So etwa in Fächern wie Ingenieurswissenschaften, Betriebswirtschaftslehre oder etwa Architektur. In letzterem Studiengang machte die 23-jährige Laura Wagner (Name geändert) die Erfahrung, wie mangelhaft die wissenschaftliche Vorbereitung im Studium sein kann: Als sie mit ihrer Bachelorarbeit begann, lag die letzte schriftliche Arbeit schon Jahre zurück. "Zitiert habe ich das letzte Mal im Abitur", so die Architekturstudentin. Von ihrem Professor an der Detmolder Schule für Architektur und Innenarchitektur an der Hochschule Ostwestfalen-Lippe habe sie lediglich eine kurze PDF bekommen. "Darin stand das Gröbste noch einmal drin. Vor allem wie Quellen angegeben werden." Als jedoch ihre Schwester - Geschichtsstudentin - einen Blick auf die fertigen Kapitel warf, wurde einiges korrigiert. "Da die meisten Abschlussarbeiten im Studiengang Architektur nicht schriftlich sind, ist das Zitieren generell nicht so wichtig bei uns, aber bei schriftlichen Arbeiten achten die Professoren schon drauf." In anderen Fächern sei es wahrscheinlich wichtiger, mutmaßt die Studentin.

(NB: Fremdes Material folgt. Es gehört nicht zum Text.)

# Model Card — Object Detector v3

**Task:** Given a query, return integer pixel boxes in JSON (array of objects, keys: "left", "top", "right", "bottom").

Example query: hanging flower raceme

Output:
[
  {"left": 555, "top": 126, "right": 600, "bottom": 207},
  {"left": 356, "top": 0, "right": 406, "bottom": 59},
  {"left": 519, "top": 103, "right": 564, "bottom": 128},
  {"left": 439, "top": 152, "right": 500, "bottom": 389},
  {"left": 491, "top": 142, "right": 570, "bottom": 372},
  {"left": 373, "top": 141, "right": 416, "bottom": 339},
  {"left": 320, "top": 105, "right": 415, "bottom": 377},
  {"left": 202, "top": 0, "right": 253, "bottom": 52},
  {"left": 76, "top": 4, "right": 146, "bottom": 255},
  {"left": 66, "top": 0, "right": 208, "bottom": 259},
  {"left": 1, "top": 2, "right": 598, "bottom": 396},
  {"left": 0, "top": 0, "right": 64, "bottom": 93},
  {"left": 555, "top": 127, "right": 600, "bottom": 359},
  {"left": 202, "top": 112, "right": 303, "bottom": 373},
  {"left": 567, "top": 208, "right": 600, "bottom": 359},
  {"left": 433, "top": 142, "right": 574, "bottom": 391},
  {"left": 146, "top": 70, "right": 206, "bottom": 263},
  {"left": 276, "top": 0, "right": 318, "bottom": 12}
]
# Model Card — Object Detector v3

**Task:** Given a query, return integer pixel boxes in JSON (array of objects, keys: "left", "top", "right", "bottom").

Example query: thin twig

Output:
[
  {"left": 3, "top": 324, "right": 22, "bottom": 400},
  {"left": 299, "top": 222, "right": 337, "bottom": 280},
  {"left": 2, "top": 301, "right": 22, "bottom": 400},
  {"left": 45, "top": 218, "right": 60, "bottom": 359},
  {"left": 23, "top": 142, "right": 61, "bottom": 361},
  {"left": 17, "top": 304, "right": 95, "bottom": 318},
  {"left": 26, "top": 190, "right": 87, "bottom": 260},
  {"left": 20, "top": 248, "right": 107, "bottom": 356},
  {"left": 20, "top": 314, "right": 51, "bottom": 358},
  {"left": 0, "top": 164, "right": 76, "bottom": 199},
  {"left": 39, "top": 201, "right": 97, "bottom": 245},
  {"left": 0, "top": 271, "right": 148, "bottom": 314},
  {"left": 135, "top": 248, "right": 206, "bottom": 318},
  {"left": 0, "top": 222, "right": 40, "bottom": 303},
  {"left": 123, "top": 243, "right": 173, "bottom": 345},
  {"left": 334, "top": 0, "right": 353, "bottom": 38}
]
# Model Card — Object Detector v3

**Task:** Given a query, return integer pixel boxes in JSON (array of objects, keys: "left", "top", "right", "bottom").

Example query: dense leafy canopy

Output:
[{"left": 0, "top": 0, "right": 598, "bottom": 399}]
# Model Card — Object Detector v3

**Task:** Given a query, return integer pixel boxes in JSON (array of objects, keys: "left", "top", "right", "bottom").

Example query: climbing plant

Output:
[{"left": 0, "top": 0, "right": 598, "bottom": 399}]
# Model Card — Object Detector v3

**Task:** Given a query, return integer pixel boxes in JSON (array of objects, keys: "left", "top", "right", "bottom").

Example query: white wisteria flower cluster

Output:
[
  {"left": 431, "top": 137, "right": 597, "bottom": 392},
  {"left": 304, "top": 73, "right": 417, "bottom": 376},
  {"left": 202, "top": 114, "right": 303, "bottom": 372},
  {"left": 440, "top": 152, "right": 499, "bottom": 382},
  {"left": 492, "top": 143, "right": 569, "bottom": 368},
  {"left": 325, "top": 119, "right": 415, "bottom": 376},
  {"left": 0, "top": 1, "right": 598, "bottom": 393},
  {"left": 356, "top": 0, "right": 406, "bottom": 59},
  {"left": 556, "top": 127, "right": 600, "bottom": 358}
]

Aber nicht nur in 'schriftarmen' Fächern begegnen viele Studierende erst mit der Abschlussarbeit der Hürde des wissenschaftlichen Schreibens. Manche Studienordnung geben den Studenten zudem die Möglichkeit gezieltes wissenschaftliches Arbeiten einfach zu umgehen: "Ich habe häufiger Studenten in der Schreibberatung sitzen, die sich häufig durchgemogelt haben, weil sie beispielsweise für Studienarbeiten nur Referate gehalten oder kurze Essays geschrieben haben", sagt Beck. Diese hätten dann bei der Abschlussarbeit häufig große Probleme.

Ähnlich sieht es auch Bausch von der Uni Bayreuth: "Ich denke, sie sind deshalb unsicher, weil sie sich oft noch gar keine Gedanken darüber gemacht haben, wofür das Zitieren eigentlich gut sein soll. Außerdem ist das gesamte Handwerkszeug rund ums Zitieren für die meisten neu und erscheint zunächst umständlich - und es fehlt ganz oft die Übung im kritischen Lesen wissenschaftlicher Texte und natürlich im Schreiben von eigenen Texten.“ Braun von der Uni Regensburg spricht sogar von "massiven Schreibhemmungen", die manche Studenten aus Angst vor unfreiwilligen Plagiaten entwickelten. "Sie gehen davon aus, dass sie alles, was sie wissen, aufgrund von Texten anderer erlernen oder entwickeln. Daher können sie nicht klar und selbstbewusst zwischen eigenen Gedanken und den Gedanken anderer unterscheiden. Wo beginnt ein Kommentar?"